Pigeon Pose Variations: Reclined, Traditional & Flying for Hip Mobility

Assisted Stretching vs Traditional self stretching

Discover a progression of hip-openers—Reclined Pigeon, Traditional Pigeon, and Flying Pigeon—that alleviate tension, enhance flexibility, and build balanced strength at any skill level.

1. Reclined Pigeon (Supta Kapotasana): The Gentle Starter

Why it’s a must:

  • Ideal for beginners or those with tight hips
  • Low-impact—safe for knees and lower back
  • Perfect for bedtime or post-sitting release

How to practice:

  1. Lie on your back, knees bent, feet flat.
  2. Cross right ankle over left thigh.
  3. Thread hands behind left thigh, gently pulling toward the chest.
  4. Breathe deeply for 5–10 breaths, then switch sides.

Quick Tip: Add a strap if your hands don’t reach—holding it behind the thigh helps deepen the stretch.

2. Traditional Pigeon (Eka Pada Rajakapotasana): Deep Hip Release

What makes it effective:

  • Targets glutes, piriformis, hip flexors, and lower back
  • Helps with sciatica and back tension
  • Quietly stimulates the nervous system

Step-by-step guide:

  1. Start in Downward-Facing Dog.
  2. Bring right knee toward right wrist; rest shin at an angle.
  3. Extend left leg straight behind.
  4. Keep hips square—use a block if needed.
  5. Inhale to lift the chest, exhale to gently fold forward.
  6. Hold for 5–10 breaths, then reset and switch sides.

 

Common issues & fixes:

  • Don’t let your back leg twist—point toes straight.
  • No need for a parallel front shin—stay natural.
  • Use props to prevent hips from tilting.

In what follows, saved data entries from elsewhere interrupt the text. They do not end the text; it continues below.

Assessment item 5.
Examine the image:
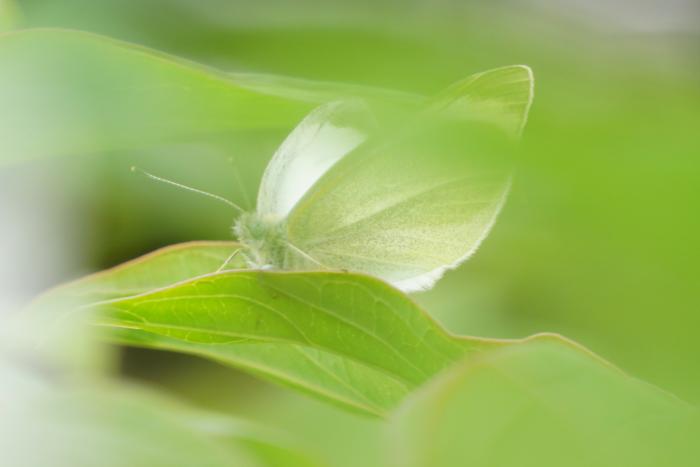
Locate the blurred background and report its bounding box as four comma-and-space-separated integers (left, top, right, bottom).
1, 1, 699, 465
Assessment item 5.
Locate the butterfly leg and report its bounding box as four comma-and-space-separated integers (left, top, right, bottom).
285, 241, 328, 269
216, 248, 242, 273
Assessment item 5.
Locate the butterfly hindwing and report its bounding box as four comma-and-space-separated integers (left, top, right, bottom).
285, 121, 513, 291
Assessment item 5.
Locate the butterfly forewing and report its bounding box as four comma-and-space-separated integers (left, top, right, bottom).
256, 101, 373, 220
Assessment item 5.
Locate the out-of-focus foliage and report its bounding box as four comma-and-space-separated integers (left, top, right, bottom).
391, 339, 700, 467
0, 0, 20, 31
1, 373, 255, 467
0, 312, 322, 467
0, 28, 419, 165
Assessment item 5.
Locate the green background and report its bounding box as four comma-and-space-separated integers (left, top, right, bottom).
2, 1, 698, 465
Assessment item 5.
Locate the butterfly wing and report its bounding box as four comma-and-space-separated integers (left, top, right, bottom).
256, 100, 372, 220
284, 66, 534, 292
430, 64, 534, 136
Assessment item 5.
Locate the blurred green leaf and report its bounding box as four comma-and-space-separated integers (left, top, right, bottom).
0, 0, 20, 32
0, 28, 419, 164
37, 241, 502, 416
390, 338, 700, 467
226, 71, 420, 108
0, 359, 253, 467
0, 359, 327, 467
196, 417, 324, 467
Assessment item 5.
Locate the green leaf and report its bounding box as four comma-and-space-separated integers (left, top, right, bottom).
36, 241, 502, 417
390, 338, 700, 467
0, 28, 419, 164
227, 71, 421, 108
36, 241, 249, 305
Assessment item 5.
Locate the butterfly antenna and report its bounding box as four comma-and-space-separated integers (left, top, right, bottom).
131, 166, 244, 213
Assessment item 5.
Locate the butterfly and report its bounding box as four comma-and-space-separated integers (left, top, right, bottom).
138, 65, 533, 292
231, 65, 533, 292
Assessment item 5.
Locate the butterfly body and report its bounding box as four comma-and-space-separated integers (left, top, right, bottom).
233, 212, 288, 269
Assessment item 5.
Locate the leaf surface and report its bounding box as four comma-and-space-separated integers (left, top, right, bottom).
390, 338, 700, 467
0, 28, 419, 164
37, 241, 502, 416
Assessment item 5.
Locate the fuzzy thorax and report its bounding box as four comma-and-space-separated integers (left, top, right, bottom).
233, 212, 288, 269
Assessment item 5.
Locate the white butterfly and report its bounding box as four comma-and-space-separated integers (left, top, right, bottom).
138, 65, 533, 292
231, 65, 534, 292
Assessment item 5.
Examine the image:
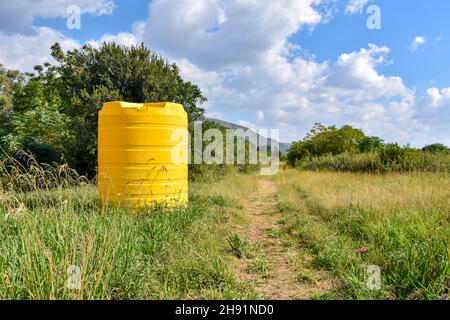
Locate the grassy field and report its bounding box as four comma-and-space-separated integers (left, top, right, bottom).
274, 170, 449, 299
0, 162, 448, 300
0, 170, 259, 299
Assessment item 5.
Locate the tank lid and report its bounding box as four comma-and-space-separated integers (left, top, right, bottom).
101, 101, 186, 114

3. Flying Pigeon (Eka Pada Galavasana): Balance + Strength

Why it’s advanced:

  • Builds full-body strength, especially core and arms
  • Deepens hip-opening practice
  • Sharpened focus and coordination

How to do it safely:

  1. Begin in Mountain Pose—shift weight into left leg.
  2. Cross right ankle over left thigh (figure four).
  3. HR Hands to the floor, shoulder-width apart.
  4. Hook the right foot against upper left arm.
  5. Lean forward until left leg floats, balancing on arms.
  6. Extend back leg and hold with steady breath.

 

Preparation:

  • Solidify hip mobility via traditional or reclined versions
  • Warm up core and shoulders
  • Accept small falls as breakthroughs

Pigeon Pose Variation Comparison

Pose Ideal For Benefits Hold Time
Reclined Pigeon Beginners, injury recovery Gentle glute & piriformis stretch; bedtime release 5–10 breaths/side
Traditional Pigeon Intermediate users Deep hip-open, sciatica relief, nervous system calm 5–10 breaths/side
Flying Pigeon Advanced practitioners Full-body strength, balance, hip flexibility Controlled hold

FAQs

 

Q: Can you do Pigeon daily?


Yes — but prioritize comfort. If knees ache, stick with Reclined Pigeon.

Q: What if you can’t fold forward?


No problem—stay upright or use a bolster for support.

Q: Is Flying Pigeon easy on the wrists?


Not always—warm them up and build wrist strength gradually.

Q: How long should each pose be held?

 

  • Reclined/Traditional: 5–10 full breaths per side
  • Flying: Hold only as long as form and breath are steady

Q: Do hip-openers help with emotions?


Yes—the hips store emotional tension; releasing them can feel profoundly freeing.

Bringing It All Together

Use this trio as a mindful progression:

  1. Start with Reclined Pigeon to ease into hip mobility.
  2. Advance to Traditional Pigeon for a deeper release.
  3. Challenge your strength and balance with Flying Pigeon.

This sequence guides you from gentle flexibility to dynamic control—all while promoting mind‑body awareness and hip freedom.